Professionally, he was a pharmacist through and through and made a point of keeping up on the latest advances in medications and pharmaceuticals throughout his career. He worked at Newman’s Drugs, then for a short time at Dime’s Drugs on Jarvis Street, and then decided to open his own pharmacy, Emery Drugs, near Finch and Weston Road. That store was very successful, enabling my parents to buy the newly built home in a new subdivision on Grandravine Drive, and raise a family of four children. As yet another demonstration of his fierce independence, he bucked the trend among many of his friends to become amalgamated into what was becoming the Shoppers Drug Mart empire. Instead, he decided to open a store even larger than Emery Drugs, Service Drug Mart. He took great pride in the fact that he was the second-last pharmacist in the province to adopt computer technology, doing so only because the provincial drug benefit plan would not pay him unless he had a computer system in the store. Characteristically, stubborn to the last! He eventually sold that store and became an itinerant pharmacist, working among a series of pharmacies and dispensaries, decreasing his shifts as he aged, until at the ripe age of 89, he gave up dispensing medications for good.
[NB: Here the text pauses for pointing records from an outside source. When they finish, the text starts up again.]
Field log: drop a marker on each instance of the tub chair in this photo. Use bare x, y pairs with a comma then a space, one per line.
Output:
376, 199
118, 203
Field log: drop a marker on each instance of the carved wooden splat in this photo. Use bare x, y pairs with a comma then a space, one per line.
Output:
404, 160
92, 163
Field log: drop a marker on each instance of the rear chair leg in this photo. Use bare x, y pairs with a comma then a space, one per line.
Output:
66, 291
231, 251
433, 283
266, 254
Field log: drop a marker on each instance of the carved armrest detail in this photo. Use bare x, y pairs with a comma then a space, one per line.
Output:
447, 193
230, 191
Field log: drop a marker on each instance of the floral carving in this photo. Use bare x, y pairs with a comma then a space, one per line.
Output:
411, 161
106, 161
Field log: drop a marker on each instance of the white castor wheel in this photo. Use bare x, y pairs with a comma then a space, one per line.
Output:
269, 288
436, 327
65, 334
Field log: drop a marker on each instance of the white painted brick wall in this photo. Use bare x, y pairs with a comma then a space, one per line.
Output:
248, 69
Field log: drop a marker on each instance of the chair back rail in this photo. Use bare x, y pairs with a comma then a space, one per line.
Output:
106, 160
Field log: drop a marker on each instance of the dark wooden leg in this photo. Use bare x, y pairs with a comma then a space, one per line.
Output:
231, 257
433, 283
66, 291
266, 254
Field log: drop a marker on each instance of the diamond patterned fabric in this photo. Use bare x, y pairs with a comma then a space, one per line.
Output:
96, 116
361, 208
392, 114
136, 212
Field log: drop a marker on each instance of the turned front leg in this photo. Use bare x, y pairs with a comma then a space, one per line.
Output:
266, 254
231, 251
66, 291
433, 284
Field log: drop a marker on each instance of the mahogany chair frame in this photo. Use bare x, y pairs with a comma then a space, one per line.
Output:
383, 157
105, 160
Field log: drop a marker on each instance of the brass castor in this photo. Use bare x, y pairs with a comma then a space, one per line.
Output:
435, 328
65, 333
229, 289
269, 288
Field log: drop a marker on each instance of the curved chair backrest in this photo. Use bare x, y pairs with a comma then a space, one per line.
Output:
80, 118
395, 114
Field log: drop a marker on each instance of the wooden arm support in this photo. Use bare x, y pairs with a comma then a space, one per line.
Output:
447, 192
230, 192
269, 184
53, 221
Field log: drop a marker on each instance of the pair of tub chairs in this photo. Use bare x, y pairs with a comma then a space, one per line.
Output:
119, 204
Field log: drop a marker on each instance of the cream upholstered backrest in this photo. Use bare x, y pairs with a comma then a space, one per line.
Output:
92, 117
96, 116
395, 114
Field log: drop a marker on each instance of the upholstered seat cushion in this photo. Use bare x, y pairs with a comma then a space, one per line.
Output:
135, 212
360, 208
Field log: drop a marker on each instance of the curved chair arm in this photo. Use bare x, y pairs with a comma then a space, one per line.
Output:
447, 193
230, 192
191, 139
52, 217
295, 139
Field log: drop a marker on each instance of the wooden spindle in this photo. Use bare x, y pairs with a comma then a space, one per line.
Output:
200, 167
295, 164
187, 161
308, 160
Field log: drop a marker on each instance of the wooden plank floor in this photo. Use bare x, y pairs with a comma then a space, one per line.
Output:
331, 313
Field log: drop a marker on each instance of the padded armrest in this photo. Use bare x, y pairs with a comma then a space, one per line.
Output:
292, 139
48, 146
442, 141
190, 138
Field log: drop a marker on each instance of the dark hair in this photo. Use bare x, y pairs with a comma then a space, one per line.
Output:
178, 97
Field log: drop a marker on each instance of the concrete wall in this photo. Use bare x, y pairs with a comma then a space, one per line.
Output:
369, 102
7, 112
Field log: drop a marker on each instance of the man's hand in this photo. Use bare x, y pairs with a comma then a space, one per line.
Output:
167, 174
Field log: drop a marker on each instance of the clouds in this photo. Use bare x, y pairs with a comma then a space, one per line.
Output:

He always maintained that the moment you retire, when you stop using your mind and having a purpose each day, that’s when you start to decline. So, for my dad, the show had to go on.
Over the last decade, he was busy every day, with a social life better than mine. Each day had a purpose and an activity, whether it was exercise class at the shul, shopping day, Club Chaverut in which he was a regular participant, Shabbat dinners with my family that were the highlight of his week, or what I think was his pride and joy: Saturday Night at the Movies for which he would select one of his nearly 3,000 meticulously catalogued movies to share with a regular group of friends, after pizza, to be followed by tea and cake.
In the yizkor memorial service that we recite four times a year we acknowledge that our life on this earth is fragile and fleeting. We ask Hashem to “teach us to number our days so that we may gain a heart of wisdom.” My dad embodied that interesting turn of phrase, the “heart of wisdom.” It’s the wisdom of truly connecting with others. It’s the wisdom of building and enjoying and living in community. It is a wisdom that can inspire us all to live our lives fully, on our own terms. May his memory and his life inspire and bless all of us because as he would continue to remind us, the show must go on.